Browse Forums

extending_nifti

6 Subscribers

extending_nifti > Extending NIFTI Discussion

Showing 1-10 of 10 posts

Extending NIFTI Discussion

Extending the NIfTI format

This forum is intended for any ideas, comments and discussion related to extending the existing NIfTI format to create a more advanced format for neuroimaging data. It is for things beyond those changes recently proposed by the NIfTI committee for the creation of a NIfTI-2 format (an intentionally small update to the NIfTI-1 format to allow 64-bit storage and addressing for large images and matrices - see www.nitrc.org/forum/forum.php?forum_id=1941). This discussion of future formats is actively encouraged to interact and overlap with similar efforts on informatics and datasharing, such as INCF datasharing (www.incf.org/core/programs/datasharing).

RE: Extending NIFTI Discussion

thank you for opening this discussion. along with larger image sizes and aggregation of data across increasingly large studies, there is a need for:

a. serializable compression and the ability to operate on a single voxel/plane time-series or a single volume of a 4D-volume.
b. extended sequence meta-data derived from different pulse-sequences (for example, multiple echo-times and flip angles for flash scans) that are useful for reconstruction algorithms
c. an extensible schema for neuroimaging data formats that's consistent across conversion from manufacturers own dicom fields

one option that addresses (a,b) is HDF5 (http://www.hdfgroup.org/HDF5/). the MINC2 (link) format uses HDF5 and is a good option to look into as a starting point.

for c, the XCEDE and XNAT schemas are steps in that direction, but we haven't had much buy-in from the community at large. however, with increasing public distribution of large scale studies, it's worthwhile to start considering/extending some of these options seriously.

RE: Extending NIFTI Discussion

Originally posted by Satrajit Ghosh:

a. serializable compression and the ability to operate on a single voxel/plane time-series or a single volume of a 4D-volume.

one option that addresses (a,b) is HDF5 (http://www.hdfgroup.org/HDF5/). the MINC2 (link) format uses HDF5 and is a good option to look into as a starting point.

Indeed, I agree with Satra that as data gets bigger and computing power increases faster than bandwidth, storing huge data to disk is going to become more and more of a bottleneck. In other words, I/O on large data files will be very problematic soon.

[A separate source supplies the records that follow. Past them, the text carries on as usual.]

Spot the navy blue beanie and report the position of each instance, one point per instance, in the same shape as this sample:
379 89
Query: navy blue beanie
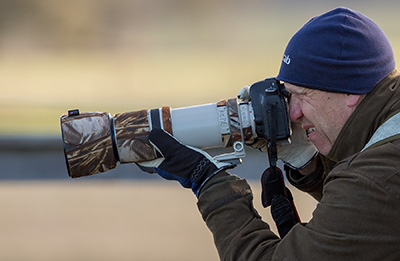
339 51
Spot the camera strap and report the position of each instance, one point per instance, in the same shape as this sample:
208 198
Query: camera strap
274 192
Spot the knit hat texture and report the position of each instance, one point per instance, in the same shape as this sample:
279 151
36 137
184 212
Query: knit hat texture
339 51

Two methods are usually employed to mitigate these problems. First making the data access local on the disk. This requires abandonning the hyper-cube representation for storage and saving the data as blocks, or chunks, that can be sliced locally on the disk in every direction.
Second, compression, if it is implemented with a seekable and stream-capable compression algorithm (not gzip), can render the I/O faster. Both approaches can be combinned.

Optimal implementation of the above suggestion is a lot of work. However, the HDF library has tackled these problems efficiently, and it already available in most scientific computing environment. As a matter of fact, even Mathwork, a company with huge resources, ditched their own I/O library to use HDF5 for the most recent data saving formats.

RE: Extending NIFTI Discussion

one option that addresses (a,b) is HDF5 (http://www.hdfgroup.org/HDF5/). the MINC2 (link) format uses HDF5 and is a good option to look into as a starting point.

I've been beaten to the punch!?

What also might be worth considering is that this is not a new idea
(NifTi2 == MINC2), this was mooted many moons ago at the various NifTi DFWG meetings.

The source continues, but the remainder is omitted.